Statutory language should be construed reasonably, keeping in mind the purpose of the act. Draprop Corp v Ann Arbor, 247 Mich App 410, 415; 636 NW2d 787 (2001). As stated previously, the purpose of the cra was to strictly prohibit discrimination in the workplace committed directly by the employer or through its agents. I agree that “the language in the definition of ‘employer’ concerning an ‘agent’ of the employer was meant merely to denote respondeat superior, rather than individual liability.” Jager, supra at 484. This is consistent with our Supreme Court’s holding in Radtke v Everett, 442 Mich 368, 382-383; 501 NW2d 155 (1993), that a plaintiff must necessarily prove the element of respondeat superior in a claim of hostile environment harassment. Bringing a cra claim against an agent of the employer in an individual capacity would render this requirement superfluous and do nothing to forward the purposes of the act.
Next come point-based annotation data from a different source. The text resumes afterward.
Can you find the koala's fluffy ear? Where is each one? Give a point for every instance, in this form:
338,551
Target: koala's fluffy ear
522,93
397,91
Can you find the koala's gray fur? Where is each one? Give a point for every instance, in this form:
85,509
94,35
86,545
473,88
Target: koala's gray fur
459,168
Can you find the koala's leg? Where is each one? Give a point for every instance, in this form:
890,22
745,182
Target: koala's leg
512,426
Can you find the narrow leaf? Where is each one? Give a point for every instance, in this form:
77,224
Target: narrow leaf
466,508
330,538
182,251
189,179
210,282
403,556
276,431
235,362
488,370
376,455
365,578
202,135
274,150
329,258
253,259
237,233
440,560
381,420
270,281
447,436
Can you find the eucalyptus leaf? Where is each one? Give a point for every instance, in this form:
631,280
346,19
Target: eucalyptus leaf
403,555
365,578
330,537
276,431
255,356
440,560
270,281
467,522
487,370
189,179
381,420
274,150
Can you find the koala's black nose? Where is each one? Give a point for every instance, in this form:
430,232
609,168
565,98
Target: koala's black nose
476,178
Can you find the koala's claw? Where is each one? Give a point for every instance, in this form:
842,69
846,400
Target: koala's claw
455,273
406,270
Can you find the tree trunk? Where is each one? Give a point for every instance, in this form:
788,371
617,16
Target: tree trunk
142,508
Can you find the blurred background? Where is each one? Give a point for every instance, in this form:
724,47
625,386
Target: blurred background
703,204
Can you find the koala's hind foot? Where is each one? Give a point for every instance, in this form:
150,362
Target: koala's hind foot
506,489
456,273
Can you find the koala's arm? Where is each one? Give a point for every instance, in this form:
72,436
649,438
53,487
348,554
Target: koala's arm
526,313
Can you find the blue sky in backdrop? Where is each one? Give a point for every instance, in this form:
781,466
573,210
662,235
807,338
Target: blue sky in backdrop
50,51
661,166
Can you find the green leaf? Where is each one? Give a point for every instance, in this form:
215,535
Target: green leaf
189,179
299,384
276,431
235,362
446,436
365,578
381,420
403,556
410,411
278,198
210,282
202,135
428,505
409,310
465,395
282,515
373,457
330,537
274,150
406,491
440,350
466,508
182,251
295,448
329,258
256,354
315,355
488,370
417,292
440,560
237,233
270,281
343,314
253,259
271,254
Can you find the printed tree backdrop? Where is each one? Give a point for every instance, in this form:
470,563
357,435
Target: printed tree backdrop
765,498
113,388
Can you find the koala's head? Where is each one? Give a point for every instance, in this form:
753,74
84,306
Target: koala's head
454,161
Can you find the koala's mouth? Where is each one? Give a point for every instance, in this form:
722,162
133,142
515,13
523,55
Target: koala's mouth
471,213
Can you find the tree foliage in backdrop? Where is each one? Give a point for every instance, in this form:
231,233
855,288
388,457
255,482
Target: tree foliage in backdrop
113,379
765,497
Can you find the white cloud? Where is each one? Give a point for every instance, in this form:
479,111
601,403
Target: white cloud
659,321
Thus, I concur in the Jager Court’s conclusion that the inclusion of “agent” within the definition of “employer” “does not signal an intent by the Legislature to make individuals as well as employers hable under the act.” Jager, supra at 483-484.

*214Accordingly, I disagree with the majority that Jager was wrongly decided and I would affirm the trial court’s grant of a directed verdict in favor of Bennett.

This is not to say, of course, that no action at all can lie against an actor individually. Traditional tort actions, when warranted, could still be asserted against an agent in his or her individual capacity. Thus, I agree with the majority that “an agent is generally liable to a third person for misfeasance and for his own tortious acts.” But, this is not the same as saying the actor is individually liable for violations of the cra.